Orkestra ships two paths for this:
./backup.shand./restore.shat the repo root — bundled, opinionated, cover every stateful surface in one tarball. Right for dev, staging, and small single-VM production. See Bundled scripts below.- Manual
mongodump/mongorestore+ a separate secrets tarball — finer-grained, the right choice once you start shipping dumps to off-site object storage with their own retention and ACLs. See Manual recipes.
Bundled scripts
./backup.sh and ./restore.sh live at the repo root alongside ./orkestra.sh. Both run as a TUI (no args) or via CLI flags, and target the canonical infra container names the base ships: orkestra-mongodb, orkestra-redis, orkestra-rustfs. (A fork that adds an addon with its own datastore extends the component list — the archived graph addon, for example, snapshotted an orkestra-memgraph volume.)
What they cover
| Component | Backup mechanism | Restore mechanism |
|---|---|---|
mongodb | mongodump --db $MONGO_DATABASE --archive --gzip (scoped to the orkestra DB — skips admin/local/config system DBs and the throwaway orkestra_openapi_dump sandbox that make openapi-dump uses) | mongorestore --drop --archive --gzip, with automatic --nsFrom/--nsTo remapping if the archive's source DB name differs from the target's MONGO_DATABASE |
redis | Synchronous SAVE, then docker cp of dump.rdb + the AOF directory from whatever path CONFIG GET dir reports (the redis-stack image used in docker-compose.infra.yml writes to /, not /data) | Stop container, copy files back, start container |
rustfs | Enumerates buckets via aws-cli over orkestra-network and s3 syncs each one out | s3 mb (best-effort) + s3 sync from the bundle back into each bucket |
secrets | Copies docker/.env and docker/keys/* into the bundle | Writes the files back into docker/, prompting before overwriting existing ones |
A manifest.json at the tarball root records the schema version, timestamp, environment, host, and which components were actually captured. restore.sh reads it to decide which components are available.

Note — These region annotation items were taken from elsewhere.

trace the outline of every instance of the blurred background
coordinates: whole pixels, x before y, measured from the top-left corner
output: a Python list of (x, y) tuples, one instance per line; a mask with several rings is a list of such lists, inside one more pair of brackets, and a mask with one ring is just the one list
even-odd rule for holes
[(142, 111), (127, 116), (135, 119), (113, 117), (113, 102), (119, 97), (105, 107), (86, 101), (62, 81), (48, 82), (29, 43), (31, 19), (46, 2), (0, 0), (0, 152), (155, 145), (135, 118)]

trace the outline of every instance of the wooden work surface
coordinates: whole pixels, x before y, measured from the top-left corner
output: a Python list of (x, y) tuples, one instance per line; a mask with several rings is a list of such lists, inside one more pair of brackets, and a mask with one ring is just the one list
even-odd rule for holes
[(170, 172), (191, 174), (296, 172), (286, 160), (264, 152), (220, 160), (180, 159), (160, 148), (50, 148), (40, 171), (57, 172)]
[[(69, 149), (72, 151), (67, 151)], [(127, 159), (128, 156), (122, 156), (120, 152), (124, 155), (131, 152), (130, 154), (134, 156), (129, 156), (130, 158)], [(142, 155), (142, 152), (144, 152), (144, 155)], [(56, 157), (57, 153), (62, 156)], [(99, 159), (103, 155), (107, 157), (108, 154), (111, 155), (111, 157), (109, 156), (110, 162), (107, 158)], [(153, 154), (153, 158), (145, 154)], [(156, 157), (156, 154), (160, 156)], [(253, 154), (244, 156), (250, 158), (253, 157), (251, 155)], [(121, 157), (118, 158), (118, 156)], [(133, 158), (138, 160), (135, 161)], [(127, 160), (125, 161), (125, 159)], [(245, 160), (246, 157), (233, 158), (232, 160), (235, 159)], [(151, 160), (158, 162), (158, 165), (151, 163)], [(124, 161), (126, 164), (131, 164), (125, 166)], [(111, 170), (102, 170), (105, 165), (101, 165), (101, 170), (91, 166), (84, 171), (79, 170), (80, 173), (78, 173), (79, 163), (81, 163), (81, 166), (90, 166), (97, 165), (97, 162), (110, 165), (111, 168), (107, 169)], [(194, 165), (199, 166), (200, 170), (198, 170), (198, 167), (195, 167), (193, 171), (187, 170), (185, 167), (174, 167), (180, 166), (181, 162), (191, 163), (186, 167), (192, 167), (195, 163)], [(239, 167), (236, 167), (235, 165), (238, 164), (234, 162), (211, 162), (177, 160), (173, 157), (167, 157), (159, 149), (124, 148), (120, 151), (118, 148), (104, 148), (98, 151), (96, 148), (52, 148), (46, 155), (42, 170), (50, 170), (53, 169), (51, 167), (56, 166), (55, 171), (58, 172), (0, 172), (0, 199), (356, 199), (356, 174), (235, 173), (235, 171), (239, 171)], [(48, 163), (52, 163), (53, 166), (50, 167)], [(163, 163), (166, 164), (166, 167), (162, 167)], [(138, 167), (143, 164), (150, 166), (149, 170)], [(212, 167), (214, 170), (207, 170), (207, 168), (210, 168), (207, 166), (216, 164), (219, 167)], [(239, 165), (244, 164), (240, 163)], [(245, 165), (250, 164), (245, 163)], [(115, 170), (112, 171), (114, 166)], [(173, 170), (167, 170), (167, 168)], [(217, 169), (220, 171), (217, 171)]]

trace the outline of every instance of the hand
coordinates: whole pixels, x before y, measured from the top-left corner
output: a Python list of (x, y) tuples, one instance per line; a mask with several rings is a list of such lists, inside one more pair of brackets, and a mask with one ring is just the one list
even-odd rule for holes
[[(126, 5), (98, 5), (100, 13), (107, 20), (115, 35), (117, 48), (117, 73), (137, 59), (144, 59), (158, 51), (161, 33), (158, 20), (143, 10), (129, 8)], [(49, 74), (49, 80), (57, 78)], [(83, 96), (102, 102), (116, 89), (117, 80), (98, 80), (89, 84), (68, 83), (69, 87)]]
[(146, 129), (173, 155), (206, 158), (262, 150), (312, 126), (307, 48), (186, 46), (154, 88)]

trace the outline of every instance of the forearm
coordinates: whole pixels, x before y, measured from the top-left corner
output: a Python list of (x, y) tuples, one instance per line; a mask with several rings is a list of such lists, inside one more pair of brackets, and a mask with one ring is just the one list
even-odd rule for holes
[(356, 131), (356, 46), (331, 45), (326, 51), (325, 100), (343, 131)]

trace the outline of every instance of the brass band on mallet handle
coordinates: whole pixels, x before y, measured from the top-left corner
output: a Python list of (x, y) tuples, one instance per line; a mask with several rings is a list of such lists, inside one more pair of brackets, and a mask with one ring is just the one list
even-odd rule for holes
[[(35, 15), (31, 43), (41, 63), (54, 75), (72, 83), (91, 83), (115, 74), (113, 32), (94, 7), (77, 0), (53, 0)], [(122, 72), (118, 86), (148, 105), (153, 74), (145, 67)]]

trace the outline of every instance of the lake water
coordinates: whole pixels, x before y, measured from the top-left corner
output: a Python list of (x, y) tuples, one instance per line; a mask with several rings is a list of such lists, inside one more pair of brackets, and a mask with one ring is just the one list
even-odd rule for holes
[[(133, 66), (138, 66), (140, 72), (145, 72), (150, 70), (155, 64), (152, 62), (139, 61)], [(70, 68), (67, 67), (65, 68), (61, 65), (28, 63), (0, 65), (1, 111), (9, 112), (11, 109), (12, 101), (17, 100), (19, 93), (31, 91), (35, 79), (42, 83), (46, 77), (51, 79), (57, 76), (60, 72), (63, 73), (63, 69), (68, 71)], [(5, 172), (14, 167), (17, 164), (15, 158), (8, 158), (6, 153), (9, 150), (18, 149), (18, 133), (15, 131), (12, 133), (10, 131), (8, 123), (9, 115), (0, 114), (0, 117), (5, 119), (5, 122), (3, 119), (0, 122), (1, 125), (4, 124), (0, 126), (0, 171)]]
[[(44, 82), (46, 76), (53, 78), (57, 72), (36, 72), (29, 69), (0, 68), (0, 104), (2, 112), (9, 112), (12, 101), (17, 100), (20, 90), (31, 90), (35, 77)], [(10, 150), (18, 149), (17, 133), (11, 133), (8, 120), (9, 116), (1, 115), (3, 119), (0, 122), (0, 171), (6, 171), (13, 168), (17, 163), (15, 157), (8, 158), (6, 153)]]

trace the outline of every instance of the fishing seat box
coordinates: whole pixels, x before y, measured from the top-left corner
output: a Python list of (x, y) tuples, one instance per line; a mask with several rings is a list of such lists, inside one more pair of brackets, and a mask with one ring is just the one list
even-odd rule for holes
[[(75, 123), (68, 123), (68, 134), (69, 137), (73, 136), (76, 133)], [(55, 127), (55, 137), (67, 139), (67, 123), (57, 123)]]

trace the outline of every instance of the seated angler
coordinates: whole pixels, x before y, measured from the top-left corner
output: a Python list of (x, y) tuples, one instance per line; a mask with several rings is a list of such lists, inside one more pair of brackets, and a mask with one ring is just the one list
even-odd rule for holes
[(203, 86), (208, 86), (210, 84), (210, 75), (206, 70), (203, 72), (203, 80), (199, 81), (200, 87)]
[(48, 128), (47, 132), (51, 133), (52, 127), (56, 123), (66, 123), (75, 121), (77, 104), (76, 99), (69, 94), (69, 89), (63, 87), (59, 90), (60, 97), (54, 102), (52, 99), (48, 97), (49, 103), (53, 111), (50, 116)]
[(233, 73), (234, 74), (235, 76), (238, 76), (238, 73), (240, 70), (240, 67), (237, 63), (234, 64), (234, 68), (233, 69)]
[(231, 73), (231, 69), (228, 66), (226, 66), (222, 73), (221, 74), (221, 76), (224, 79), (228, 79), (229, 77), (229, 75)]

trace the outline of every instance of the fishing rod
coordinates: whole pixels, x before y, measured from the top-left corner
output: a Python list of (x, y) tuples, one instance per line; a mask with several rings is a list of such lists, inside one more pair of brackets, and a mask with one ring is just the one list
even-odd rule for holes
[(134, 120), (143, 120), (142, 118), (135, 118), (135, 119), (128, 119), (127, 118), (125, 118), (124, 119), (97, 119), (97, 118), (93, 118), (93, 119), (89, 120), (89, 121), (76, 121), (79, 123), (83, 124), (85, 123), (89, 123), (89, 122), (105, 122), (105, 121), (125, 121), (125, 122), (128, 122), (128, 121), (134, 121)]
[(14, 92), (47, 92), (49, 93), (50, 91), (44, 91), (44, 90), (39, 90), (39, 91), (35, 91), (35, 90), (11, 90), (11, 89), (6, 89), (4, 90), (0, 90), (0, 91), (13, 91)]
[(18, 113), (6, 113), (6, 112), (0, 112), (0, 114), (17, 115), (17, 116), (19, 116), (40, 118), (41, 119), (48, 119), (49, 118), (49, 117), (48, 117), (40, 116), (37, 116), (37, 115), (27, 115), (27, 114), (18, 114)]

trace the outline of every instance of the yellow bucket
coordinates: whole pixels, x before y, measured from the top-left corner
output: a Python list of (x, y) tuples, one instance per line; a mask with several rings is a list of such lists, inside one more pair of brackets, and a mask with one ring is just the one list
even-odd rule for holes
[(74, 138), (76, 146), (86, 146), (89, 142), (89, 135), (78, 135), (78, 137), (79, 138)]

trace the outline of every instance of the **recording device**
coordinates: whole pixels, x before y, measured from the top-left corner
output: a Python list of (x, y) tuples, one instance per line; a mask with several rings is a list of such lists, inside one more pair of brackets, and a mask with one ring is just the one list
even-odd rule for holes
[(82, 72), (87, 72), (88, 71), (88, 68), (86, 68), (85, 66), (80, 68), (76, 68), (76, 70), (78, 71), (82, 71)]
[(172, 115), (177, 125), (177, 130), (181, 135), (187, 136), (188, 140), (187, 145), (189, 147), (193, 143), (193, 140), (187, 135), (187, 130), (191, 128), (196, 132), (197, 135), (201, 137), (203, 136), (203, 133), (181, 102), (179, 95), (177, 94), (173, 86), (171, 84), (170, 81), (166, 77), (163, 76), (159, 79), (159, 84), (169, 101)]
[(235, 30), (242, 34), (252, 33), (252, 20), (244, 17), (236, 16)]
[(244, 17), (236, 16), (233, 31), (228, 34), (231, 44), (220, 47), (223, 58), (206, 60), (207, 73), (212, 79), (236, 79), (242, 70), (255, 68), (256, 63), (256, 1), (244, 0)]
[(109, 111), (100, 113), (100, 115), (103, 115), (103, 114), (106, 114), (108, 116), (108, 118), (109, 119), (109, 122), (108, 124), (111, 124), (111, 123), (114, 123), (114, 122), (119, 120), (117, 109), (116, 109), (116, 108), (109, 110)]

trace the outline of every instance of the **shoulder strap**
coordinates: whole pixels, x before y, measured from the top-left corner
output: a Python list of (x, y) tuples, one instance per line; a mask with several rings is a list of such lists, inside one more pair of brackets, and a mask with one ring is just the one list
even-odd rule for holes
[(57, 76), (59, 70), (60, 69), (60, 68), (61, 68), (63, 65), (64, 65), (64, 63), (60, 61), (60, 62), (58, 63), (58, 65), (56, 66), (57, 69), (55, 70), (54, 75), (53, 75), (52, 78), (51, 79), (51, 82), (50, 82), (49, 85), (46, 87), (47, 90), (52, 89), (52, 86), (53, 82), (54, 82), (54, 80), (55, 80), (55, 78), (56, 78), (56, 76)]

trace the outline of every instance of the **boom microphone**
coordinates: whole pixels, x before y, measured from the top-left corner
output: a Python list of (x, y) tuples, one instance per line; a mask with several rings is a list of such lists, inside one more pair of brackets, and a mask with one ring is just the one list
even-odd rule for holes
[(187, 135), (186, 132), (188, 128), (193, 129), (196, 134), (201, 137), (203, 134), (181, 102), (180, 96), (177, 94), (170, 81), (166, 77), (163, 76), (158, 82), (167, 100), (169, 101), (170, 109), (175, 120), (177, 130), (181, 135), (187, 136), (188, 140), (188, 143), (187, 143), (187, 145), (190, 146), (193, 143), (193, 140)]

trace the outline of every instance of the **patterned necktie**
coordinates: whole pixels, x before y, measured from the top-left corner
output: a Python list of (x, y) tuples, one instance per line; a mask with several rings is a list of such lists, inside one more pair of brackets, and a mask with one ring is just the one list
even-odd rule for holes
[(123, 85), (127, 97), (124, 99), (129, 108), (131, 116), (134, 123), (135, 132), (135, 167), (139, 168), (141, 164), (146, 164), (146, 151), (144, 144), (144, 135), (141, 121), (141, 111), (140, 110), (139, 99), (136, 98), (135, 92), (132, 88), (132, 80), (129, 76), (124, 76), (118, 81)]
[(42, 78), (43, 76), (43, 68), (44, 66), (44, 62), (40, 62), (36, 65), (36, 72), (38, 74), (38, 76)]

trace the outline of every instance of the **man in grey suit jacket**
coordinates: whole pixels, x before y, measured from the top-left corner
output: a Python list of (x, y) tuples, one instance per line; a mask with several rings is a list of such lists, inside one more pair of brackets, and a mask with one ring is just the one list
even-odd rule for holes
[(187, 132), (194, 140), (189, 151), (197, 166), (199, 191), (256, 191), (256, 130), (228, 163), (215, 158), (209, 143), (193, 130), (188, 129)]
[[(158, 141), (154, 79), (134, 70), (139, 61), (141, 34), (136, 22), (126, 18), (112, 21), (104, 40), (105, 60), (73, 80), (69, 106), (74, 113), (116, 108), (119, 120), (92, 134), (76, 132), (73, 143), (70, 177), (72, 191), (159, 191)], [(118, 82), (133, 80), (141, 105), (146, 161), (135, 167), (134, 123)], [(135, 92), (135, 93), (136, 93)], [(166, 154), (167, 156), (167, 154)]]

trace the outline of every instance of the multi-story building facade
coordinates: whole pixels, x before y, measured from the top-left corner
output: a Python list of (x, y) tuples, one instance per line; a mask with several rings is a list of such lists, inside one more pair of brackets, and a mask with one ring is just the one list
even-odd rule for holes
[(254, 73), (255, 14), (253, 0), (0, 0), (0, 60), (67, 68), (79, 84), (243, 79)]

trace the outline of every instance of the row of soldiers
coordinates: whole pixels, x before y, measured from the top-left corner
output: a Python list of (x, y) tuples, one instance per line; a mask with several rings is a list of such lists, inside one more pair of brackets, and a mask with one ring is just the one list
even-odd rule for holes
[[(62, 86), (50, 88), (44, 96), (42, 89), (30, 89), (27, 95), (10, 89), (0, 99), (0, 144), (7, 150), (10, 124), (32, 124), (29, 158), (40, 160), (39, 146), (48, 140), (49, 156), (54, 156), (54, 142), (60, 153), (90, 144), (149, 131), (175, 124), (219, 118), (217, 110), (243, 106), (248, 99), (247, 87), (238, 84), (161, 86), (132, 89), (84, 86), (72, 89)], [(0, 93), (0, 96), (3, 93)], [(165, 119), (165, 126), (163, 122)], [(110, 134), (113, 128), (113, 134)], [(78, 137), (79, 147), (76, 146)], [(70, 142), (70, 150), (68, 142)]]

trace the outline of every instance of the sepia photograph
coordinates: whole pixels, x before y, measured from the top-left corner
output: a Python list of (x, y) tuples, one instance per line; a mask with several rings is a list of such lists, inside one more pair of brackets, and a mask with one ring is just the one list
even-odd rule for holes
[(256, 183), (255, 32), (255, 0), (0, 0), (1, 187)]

:::warning Secrets live in the tarball
The secrets component bundles docker/.env (DB passwords, OAuth client secrets, KMS master key, encryption keys) and docker/keys/* (JWT private key, Apple p8). Anyone with read access to the tarball has everything they need to decrypt every secret in module_configs. Store the resulting file in a secrets-grade location — encrypted volume, vault, or off-site bucket with strict ACLs. For production deployments, prefer the manual recipes below so secret material is backed up separately from data on its own retention.
:::
Quick start
# Interactive TUI — pick components from a menu
./backup.sh
# Non-interactive — back up everything available
./backup.sh all --yes
# Subset — only some components
./backup.sh --components mongodb,redis,secrets --yes
Output lands in ./backups/orkestra-backup-<env>-<UTC-timestamp>.tar.gz by default; override with --output.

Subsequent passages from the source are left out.